If the physical part weren't bad enough -- seeing blood from my body is very emotional for me.

Blood triggers memories of every single freaking time I bled in pregnancy and lost the baby. And every time I push a clot out, I remember pushing out the grayish pink tissue with Olivia. I remember staring at it in the bag I used to save it, on the floor, convinced it was my baby, and overcome with horrible wailing and grief. I remember pushing out 6 big clots in a row with Elliott, at a gas station.

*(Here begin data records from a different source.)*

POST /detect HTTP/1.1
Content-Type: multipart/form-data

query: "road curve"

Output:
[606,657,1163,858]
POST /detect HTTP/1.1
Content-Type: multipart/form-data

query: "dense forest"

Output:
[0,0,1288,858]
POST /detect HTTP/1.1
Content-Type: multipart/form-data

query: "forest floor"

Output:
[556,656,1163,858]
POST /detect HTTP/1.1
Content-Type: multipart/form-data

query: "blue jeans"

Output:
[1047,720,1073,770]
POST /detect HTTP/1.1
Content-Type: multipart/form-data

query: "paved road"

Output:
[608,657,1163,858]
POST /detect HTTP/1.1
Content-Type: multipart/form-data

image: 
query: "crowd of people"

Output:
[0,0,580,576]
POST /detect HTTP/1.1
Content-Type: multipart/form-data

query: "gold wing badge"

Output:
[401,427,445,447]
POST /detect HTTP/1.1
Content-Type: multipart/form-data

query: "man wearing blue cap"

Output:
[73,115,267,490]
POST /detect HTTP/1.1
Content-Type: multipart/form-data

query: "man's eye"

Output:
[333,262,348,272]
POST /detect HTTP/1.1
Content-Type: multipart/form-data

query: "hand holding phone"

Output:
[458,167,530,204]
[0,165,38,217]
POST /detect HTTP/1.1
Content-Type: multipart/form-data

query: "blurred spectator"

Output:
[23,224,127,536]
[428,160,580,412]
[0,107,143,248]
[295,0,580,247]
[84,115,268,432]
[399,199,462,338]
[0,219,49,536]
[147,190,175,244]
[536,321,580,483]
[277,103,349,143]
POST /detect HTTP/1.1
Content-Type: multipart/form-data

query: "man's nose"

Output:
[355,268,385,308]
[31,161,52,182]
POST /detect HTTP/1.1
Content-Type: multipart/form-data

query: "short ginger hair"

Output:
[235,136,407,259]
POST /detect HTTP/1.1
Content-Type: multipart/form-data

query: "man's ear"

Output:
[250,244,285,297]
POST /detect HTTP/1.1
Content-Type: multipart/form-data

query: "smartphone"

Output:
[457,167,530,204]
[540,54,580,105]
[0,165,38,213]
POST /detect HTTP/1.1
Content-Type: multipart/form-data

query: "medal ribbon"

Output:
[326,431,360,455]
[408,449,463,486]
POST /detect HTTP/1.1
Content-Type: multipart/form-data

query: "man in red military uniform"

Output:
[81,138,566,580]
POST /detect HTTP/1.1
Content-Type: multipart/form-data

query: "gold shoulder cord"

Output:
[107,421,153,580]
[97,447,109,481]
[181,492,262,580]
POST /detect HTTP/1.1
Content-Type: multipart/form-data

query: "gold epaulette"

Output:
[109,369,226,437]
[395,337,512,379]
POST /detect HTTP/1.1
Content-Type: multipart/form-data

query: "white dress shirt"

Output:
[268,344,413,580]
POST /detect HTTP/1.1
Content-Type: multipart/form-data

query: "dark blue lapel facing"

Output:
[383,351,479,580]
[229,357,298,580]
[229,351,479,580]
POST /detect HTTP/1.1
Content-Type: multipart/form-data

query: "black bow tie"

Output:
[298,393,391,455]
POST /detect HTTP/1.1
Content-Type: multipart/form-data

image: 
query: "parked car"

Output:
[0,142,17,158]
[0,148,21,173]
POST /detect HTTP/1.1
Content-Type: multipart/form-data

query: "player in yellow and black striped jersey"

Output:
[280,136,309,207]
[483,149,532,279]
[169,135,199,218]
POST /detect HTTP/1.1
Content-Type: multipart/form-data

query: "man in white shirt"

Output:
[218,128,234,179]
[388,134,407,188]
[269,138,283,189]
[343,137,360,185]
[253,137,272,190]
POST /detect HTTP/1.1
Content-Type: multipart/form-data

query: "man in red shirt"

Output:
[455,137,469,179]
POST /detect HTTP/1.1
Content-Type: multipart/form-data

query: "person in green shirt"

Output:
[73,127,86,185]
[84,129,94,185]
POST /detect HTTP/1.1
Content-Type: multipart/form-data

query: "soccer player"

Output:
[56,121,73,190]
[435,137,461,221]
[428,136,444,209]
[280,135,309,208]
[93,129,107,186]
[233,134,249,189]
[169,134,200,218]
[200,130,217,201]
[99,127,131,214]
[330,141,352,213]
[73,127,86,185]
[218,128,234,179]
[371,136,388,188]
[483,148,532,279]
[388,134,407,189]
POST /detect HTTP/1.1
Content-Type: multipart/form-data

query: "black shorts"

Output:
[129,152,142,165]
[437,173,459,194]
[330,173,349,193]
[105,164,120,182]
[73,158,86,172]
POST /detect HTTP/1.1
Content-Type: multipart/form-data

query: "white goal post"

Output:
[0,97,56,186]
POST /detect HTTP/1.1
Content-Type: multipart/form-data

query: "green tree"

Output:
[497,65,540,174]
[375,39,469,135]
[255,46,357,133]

And then flushing him down the toilet. Then getting up, and seeing blood all over the floor. How the heck did I get blood all over the floor??

 I remember hemorhaging with Maddy at 8 weeks. How it felt like someone had poured a glass of water down my pants. But it wasn't water it was blood.

I remember bleeding like crazy on the plane to go to my Grandma's funeral.

Gosh, I hate blood.


OH-- and in spite of every rational thought to convince me otherwise --- I SOOOOOOOOOOOOOOOOOOOO want to be pregnant. So very badly.

And every single period is a stupid reminder that I'm not. That I have to wait again. Another month. Another two weeks. Another test. Another heartache. Another disappointment.

Ugh.

Have I told you recently I hate my period?